When Kubernetes is overkill

I want to address this directly because I see teams reach for Kubernetes prematurely. Kubernetes is a powerful orchestration platform, but it is also a complex one. It has a steep learning curve, significant operational overhead, and a large surface area for misconfiguration.

If you are running a handful of services on a few servers, Docker Compose or Docker Swarm will serve you well with a fraction of the complexity. Compose is excellent for single-host deployments. Swarm adds multi-host orchestration with a gentler learning curve than Kubernetes.

Kubernetes makes sense when you need automated scaling across many nodes, sophisticated deployment strategies (canary, blue-green), multi-team self-service platforms, or advanced networking and service mesh capabilities. If you do not need those things today, you do not need Kubernetes today.

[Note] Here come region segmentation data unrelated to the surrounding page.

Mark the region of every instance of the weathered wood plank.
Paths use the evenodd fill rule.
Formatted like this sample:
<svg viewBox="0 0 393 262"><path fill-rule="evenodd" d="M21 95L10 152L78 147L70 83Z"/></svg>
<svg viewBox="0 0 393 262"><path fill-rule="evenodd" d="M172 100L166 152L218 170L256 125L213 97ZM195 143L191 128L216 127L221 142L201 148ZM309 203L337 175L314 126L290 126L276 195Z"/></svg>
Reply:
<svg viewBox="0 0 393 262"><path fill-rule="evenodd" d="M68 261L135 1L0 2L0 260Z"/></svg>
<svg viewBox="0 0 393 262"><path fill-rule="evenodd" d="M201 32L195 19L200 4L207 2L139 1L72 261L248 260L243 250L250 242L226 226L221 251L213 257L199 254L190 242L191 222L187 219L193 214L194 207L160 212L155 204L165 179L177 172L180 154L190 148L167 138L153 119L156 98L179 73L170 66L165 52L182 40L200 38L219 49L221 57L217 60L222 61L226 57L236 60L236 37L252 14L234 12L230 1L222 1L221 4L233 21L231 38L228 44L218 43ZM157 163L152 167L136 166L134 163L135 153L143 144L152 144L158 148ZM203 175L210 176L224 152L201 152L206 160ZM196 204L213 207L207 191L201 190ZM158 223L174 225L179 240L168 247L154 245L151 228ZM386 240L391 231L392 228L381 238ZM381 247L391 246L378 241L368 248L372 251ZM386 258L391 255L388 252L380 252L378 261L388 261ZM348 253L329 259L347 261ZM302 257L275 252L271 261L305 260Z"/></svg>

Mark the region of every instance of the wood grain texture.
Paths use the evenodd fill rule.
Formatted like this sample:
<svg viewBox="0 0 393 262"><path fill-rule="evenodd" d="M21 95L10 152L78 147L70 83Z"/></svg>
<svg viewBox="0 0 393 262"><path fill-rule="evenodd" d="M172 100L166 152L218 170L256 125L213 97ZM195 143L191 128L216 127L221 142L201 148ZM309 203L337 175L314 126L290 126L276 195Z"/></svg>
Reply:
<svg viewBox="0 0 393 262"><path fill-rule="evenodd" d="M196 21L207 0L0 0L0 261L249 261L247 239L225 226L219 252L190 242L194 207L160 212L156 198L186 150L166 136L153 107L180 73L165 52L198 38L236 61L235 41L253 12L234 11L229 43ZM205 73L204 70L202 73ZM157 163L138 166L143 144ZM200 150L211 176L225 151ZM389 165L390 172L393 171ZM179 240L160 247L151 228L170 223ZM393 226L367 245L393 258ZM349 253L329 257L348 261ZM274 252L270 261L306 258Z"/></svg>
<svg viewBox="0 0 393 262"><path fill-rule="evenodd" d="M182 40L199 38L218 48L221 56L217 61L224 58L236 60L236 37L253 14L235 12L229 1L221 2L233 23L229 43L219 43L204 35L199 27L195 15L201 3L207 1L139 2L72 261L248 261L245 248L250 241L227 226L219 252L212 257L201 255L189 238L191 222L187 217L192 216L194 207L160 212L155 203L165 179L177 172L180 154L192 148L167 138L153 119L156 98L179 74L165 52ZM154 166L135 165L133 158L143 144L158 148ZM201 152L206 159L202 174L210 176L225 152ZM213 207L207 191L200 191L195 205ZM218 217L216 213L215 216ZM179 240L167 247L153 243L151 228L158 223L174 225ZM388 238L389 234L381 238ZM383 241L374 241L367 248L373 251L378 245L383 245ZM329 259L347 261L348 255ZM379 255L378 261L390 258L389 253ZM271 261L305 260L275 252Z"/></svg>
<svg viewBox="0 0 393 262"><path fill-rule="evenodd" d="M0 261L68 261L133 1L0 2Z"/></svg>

I have run production workloads on Docker Compose behind a reverse proxy for years. It is simple, reliable, and easy to reason about. When the scale or complexity demands it, migrate to an orchestrator. But do not adopt Kubernetes because it is what everyone talks about at conferences. Adopt it because you have outgrown the simpler alternatives.

The boring stuff matters most

The most impactful Docker production practices are not exciting. Pin your image tags. Set resource limits. Configure health checks. Centralize your logs. Manage your secrets properly. These are not cutting-edge techniques. They are table stakes that prevent the most common classes of container-related incidents. Get the basics right, and the exciting stuff takes care of itself.